Tel n’est évidemment pas le cas des diplomaties nationales qui sont de facto enclines à de nombreux accommodements avec cet ordre juridique lorsque cela s’avère nécessaire, utile ou simplement opportun.

Une vigie du droit international

Chacun pourra juger du bien fondé - du “réalisme" - de ce principe qui anime le SAE.

Certains considèreront que ce rôle de vigie du droit - dans un contexte de relations internationales de plus en plus dominées par des relations de forces dérégulées - demeure aussi précieux qu’indispensable. Qu’il constitue une sorte de phare avertissant les acteurs internationaux des écueils qui menacent toute sortie des chenaux de la légalité.

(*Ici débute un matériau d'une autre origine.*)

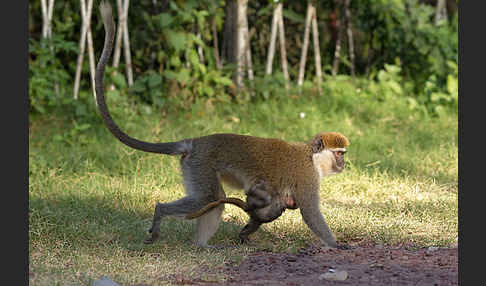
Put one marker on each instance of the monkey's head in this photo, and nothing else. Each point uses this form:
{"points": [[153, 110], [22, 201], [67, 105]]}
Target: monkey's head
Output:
{"points": [[328, 152]]}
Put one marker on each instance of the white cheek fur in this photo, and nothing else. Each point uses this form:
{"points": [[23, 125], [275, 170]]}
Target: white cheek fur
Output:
{"points": [[323, 162]]}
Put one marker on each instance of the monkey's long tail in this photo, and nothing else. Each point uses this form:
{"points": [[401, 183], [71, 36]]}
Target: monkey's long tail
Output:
{"points": [[170, 148], [212, 205]]}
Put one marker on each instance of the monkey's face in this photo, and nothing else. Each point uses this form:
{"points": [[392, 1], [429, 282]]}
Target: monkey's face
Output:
{"points": [[328, 153], [329, 161], [339, 162]]}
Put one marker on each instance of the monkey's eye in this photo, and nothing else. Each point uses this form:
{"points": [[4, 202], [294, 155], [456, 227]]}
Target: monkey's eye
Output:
{"points": [[340, 153]]}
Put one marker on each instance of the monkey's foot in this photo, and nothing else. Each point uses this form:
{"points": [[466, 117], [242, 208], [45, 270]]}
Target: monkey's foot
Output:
{"points": [[343, 247], [244, 239], [152, 238]]}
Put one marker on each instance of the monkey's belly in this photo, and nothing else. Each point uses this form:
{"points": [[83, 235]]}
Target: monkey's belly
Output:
{"points": [[231, 180]]}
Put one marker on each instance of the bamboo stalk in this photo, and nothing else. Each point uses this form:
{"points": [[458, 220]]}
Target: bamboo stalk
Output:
{"points": [[122, 35], [317, 53], [349, 31], [44, 18], [91, 56], [82, 42], [215, 43], [47, 9], [126, 41], [305, 45], [199, 47], [440, 11], [119, 34], [337, 50], [273, 37], [283, 51], [242, 31]]}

“L’action de l’Union sur la scène internationale repose sur les principes qui ont présidé à sa création (…) et qu’elle vise à promouvoir dans le reste du monde : la démocratie, l’État de droit, l’universalité et l’indivisibilité des droits de l’homme et des libertés fondamentales, le respect de la dignité humaine, les principes d’égalité et de solidarité et le respect de la Charte des Nations-Unies et du droit international” (art. 21 TUE)

On ne saurait mieux dire. Et on ne saurait encore moins tenter de museler - voire de dénigrer - les organes qui, tels que le SAE, s’efforcent de protéger de tels principes.

Jean-Guy Giraud 13 - 08 - 2018

(1) Article 18

  1. "Le Conseil européen, statuant à la majorité qualifiée, avec l'accord du président de la Commission, nomme le haut représentant de l'Union pour les affaires étrangères et la politique de sécurité. Le Conseil européen peut mettre fin à son mandat selon la même procédure.

  2. Le haut représentant conduit la politique étrangère et de sécurité commune de l'Union. Il contribue par ses propositions à l'élaboration de cette politique et l'exécute en tant que mandataire du Conseil. Il agit de même pour la politique de sécurité et de défense commune.

  3. Le haut représentant préside le Conseil des affaires étrangères.

  4. Le haut représentant est l'un des vice-présidents de la Commission. Il veille à la cohérence de l'action extérieure de l'Union. Il est chargé, au sein de la Commission, des responsabilités qui incombent à cette dernière dans le domaine des relations extérieures et de la coordination des autres aspects de l'action extérieure de l'Union. Dans l'exercice de ces responsabilités au sein de la Commission, et pour ces seules responsabilités, le haut représentant est soumis aux procédures qui régissent le fonctionnement de la Commission, dans la mesure où cela est compatible avec les paragraphes 2 et 3. »

Article 27 § 3

"Dans l’accomplissement de son mandat, le haut représentant s’appuie sur un service européen pour l’action extérieure. Ce service travaille en collaboration avec les services diplomatiques des États membres et est composé de fonctionnaires des services compétents du secrétariat général du Conseil et de la Commission ainsi que de personnel détaché des services diplomatiques nationaux."